[R] "It's not just memorizing the training data" they said: Scalable Extraction of Training Data from (Production) Language Models

wojcech@alien.top · 10 months ago

[R] "It's not just memorizing the training data" they said: Scalable Extraction of Training Data from (Production) Language Models

gwern@alien.top · 10 months ago

No, I still think it’s not that surprising even taking it as a whole. Humans memorize things all the time after a single look. (Consider, for example, image recognition memory.) If a NN can memorize entire datasets after a few epoches using ‘a single small noisy step of gradient descent over 1-4 million tokens’ on each datapoint once per epoch, why is saying that some of this memorization happens in the first epoch so surprising? (If it’s good enough to memorize given a few steps, then you’re just haggling over the price, and 1 step is well within reason.) And there is usually not that much intrinsic information in any of these samples, so if a LLM has done a good job of learning generalizable representations of things like names or phone numbers, it doesn’t take up much ‘space’ inside the LLM to encode yet another slight variation on a human name. (If the representation is good, a ‘small’ step covers a huge amount of data.)

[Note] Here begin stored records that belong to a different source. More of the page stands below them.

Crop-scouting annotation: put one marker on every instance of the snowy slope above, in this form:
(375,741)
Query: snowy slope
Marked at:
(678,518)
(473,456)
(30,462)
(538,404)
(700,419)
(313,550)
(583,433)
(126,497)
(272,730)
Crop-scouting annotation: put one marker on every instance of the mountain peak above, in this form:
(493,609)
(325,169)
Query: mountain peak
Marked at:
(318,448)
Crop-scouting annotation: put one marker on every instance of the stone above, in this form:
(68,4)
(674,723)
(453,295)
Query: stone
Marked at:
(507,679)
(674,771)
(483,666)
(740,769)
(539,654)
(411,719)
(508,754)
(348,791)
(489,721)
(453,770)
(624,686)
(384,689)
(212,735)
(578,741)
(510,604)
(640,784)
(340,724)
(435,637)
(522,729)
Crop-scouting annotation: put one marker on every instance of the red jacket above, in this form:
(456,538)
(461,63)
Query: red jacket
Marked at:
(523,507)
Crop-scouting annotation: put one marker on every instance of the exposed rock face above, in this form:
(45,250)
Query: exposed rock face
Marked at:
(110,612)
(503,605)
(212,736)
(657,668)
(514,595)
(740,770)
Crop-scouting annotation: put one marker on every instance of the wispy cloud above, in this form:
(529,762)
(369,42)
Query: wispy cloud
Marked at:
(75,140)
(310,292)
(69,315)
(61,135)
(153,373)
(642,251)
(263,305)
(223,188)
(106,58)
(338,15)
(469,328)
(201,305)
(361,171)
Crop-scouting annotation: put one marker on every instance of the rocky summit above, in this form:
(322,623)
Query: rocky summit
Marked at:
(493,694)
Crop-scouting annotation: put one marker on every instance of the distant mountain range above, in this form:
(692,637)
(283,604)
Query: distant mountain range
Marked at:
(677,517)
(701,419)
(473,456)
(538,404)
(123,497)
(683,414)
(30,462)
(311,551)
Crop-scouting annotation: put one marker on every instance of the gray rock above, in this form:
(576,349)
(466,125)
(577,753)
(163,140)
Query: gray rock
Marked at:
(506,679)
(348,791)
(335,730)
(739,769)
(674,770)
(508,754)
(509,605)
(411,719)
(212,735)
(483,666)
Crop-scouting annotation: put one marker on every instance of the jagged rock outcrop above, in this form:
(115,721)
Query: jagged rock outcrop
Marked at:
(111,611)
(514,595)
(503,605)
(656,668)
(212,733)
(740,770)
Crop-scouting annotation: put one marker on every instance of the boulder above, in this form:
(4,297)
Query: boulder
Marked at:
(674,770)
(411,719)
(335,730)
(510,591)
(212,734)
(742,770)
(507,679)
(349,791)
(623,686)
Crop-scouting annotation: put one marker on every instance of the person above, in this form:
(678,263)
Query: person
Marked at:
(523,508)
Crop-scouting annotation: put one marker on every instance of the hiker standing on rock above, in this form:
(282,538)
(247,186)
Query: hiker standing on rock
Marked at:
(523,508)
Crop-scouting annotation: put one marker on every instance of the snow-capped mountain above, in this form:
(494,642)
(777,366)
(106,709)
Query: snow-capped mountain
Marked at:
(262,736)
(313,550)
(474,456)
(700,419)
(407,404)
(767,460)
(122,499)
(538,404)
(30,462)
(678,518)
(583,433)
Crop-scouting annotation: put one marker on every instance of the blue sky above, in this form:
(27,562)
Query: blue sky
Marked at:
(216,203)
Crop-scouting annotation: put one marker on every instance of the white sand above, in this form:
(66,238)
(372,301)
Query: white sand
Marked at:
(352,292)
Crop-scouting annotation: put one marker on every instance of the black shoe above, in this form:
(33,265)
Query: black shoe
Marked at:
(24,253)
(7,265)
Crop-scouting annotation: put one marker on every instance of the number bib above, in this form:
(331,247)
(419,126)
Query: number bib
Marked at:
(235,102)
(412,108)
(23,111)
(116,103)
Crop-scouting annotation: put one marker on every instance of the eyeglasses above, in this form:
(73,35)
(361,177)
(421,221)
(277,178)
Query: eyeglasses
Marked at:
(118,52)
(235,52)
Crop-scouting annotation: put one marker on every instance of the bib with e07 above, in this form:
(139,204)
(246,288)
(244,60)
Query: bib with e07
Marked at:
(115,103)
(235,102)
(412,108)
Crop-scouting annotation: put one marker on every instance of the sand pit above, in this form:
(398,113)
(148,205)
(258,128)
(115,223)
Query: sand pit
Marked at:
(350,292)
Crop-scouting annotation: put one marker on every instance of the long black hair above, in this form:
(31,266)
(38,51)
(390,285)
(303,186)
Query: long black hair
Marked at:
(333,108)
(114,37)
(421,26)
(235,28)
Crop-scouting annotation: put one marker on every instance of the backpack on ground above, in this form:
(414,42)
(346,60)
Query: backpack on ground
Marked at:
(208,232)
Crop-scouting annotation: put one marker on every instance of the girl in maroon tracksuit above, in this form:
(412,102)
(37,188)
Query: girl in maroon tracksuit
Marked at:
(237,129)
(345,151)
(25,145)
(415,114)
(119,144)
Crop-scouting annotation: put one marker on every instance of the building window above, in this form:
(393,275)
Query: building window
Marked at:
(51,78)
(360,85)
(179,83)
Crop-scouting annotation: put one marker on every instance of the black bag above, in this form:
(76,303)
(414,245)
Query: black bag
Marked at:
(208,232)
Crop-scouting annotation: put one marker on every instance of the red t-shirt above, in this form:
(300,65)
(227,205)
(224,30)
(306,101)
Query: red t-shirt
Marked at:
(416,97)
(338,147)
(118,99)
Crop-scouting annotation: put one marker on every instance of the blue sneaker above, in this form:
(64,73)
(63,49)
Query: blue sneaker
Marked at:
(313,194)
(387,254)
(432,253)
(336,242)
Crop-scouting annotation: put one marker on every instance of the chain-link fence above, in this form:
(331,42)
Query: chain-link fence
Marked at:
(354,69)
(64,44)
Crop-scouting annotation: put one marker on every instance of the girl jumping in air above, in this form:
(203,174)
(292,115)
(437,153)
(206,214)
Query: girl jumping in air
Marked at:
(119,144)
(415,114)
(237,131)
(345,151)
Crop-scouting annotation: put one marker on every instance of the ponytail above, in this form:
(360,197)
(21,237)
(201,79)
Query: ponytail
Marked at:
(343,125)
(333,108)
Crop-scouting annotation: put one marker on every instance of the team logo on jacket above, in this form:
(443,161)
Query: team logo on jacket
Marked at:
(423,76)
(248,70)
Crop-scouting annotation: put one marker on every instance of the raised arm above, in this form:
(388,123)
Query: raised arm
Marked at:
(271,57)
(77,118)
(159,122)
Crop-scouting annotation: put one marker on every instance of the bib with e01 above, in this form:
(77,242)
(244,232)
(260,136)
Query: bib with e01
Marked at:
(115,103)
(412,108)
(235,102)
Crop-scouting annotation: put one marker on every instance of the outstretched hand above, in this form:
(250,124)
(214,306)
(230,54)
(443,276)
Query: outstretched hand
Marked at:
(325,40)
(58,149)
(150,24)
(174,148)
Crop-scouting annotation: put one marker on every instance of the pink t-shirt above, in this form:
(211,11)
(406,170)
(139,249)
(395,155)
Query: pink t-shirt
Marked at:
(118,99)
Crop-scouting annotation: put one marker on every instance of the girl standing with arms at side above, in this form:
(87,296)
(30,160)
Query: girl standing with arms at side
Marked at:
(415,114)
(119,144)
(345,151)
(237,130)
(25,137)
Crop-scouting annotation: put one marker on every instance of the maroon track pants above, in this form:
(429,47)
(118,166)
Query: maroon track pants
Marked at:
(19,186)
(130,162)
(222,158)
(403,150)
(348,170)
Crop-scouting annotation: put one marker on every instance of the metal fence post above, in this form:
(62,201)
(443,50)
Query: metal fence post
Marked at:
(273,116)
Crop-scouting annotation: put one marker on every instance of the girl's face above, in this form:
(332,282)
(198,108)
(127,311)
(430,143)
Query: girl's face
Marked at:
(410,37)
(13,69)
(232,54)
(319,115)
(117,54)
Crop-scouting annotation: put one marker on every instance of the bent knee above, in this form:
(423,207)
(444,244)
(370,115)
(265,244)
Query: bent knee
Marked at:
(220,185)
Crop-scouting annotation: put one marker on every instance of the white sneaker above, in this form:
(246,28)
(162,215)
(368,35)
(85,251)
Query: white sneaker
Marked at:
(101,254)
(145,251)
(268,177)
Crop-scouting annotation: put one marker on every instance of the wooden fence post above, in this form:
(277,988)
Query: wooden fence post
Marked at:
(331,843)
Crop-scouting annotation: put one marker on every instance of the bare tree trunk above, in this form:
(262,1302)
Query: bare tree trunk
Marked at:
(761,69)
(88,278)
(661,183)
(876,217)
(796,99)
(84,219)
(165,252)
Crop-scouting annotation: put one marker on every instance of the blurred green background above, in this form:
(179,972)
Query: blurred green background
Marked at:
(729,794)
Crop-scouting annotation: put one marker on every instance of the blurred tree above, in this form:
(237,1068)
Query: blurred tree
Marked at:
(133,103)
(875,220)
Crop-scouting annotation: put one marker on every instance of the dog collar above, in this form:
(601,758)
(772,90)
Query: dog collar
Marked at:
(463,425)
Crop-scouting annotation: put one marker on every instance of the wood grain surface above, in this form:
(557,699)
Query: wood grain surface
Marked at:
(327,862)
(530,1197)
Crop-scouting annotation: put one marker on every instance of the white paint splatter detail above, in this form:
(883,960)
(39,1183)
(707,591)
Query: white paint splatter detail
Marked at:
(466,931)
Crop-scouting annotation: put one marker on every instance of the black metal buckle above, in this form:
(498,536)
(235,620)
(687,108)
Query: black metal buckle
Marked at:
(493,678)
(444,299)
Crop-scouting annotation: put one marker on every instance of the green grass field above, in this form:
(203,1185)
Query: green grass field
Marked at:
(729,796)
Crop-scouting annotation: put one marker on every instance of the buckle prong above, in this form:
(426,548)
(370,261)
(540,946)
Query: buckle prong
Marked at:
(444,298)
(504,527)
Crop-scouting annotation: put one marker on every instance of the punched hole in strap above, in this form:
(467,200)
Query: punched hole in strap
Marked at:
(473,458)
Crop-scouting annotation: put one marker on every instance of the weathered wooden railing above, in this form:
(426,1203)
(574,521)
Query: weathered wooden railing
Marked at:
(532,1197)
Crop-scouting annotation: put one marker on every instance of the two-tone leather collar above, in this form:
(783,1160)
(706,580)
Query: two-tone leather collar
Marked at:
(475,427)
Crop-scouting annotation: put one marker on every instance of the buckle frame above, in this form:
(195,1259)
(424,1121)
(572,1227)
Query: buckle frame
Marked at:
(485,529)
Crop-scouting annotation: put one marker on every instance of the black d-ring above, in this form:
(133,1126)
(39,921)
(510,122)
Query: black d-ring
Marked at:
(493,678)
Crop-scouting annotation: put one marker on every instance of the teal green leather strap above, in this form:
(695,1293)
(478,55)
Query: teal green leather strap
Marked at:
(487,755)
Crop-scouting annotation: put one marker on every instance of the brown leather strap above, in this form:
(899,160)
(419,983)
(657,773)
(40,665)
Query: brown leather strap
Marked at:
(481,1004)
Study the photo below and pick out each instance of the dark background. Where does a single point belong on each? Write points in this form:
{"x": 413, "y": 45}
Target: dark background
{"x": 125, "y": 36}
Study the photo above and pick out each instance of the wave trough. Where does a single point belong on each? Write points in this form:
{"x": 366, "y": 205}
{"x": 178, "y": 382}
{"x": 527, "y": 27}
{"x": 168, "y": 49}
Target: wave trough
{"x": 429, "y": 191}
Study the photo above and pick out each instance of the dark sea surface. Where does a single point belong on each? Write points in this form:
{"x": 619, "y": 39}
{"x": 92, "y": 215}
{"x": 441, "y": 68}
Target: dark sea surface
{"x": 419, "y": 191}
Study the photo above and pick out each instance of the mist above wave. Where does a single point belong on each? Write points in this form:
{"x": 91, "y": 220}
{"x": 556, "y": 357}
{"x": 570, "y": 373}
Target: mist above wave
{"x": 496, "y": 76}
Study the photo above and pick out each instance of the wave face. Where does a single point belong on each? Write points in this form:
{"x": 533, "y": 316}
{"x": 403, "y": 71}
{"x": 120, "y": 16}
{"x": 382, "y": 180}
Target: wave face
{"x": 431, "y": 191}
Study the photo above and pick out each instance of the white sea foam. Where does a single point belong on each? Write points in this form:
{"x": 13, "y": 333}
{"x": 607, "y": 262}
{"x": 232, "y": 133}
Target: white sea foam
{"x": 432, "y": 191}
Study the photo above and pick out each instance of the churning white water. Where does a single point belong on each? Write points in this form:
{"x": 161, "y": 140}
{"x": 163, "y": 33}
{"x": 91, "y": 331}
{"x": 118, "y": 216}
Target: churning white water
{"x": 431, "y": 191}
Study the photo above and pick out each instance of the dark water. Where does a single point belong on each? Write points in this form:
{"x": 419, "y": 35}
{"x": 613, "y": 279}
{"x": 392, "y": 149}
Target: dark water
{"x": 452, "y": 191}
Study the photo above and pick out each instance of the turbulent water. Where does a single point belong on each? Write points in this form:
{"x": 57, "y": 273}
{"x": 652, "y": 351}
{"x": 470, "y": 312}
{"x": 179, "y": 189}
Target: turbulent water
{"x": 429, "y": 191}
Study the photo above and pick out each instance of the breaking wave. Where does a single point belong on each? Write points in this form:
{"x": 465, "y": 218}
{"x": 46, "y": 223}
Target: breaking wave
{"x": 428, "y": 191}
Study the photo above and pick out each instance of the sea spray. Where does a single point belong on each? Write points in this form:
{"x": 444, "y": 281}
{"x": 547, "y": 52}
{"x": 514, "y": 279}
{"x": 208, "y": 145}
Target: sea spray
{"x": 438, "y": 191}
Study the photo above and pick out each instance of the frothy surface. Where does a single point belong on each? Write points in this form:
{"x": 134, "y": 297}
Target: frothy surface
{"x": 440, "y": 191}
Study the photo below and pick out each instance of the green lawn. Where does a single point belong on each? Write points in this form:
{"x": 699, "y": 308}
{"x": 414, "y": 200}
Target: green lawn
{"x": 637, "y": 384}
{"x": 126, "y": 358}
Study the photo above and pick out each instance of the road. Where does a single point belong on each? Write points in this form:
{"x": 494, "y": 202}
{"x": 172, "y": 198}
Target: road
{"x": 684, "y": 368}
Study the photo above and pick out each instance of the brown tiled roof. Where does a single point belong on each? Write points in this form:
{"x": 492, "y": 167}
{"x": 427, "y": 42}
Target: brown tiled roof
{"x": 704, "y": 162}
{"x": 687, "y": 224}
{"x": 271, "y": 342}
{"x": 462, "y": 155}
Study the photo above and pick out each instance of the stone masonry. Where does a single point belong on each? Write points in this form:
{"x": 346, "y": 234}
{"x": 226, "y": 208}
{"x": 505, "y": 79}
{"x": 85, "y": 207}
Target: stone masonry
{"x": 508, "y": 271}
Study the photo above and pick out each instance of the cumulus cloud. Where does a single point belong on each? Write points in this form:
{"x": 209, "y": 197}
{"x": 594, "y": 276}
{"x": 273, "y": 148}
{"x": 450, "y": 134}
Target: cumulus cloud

Plus, you are overegging the description: it’s not like it’s memorizing 100% of the data on sight, nor is the memorization permanent. (The estimates from earlier papers are more like 1% get memorized at the first epoch, and OP estimates they could extract 1GB of text from GPT-3/4, which sounds roughly consistent.) So it’s more like, ‘once every great once in a while, particularly if a datapoint was very recently seen or simple or stereotypical, the model can mostly recall having seen it before’.

zalperst@alien.top · 10 months ago

I appreciate your position, but I don’t think your intuition holds here, for instance biological neural nets very likely use a qualitatively different learning algorithm than back propagation.

zalperst@alien.top · 10 months ago

I appreciate that it’s possible to find a not-illogical explanation (logical would entail a real proof), but it remains surprising to me.

ThirdMover@alien.top · 10 months ago

Humans memorize things all the time after a single look.

I think what’s going on in humans there is a lot more complex than something like a single SGD step updating some weights. Generally if you do memorize something you replay it in your head consciously several times.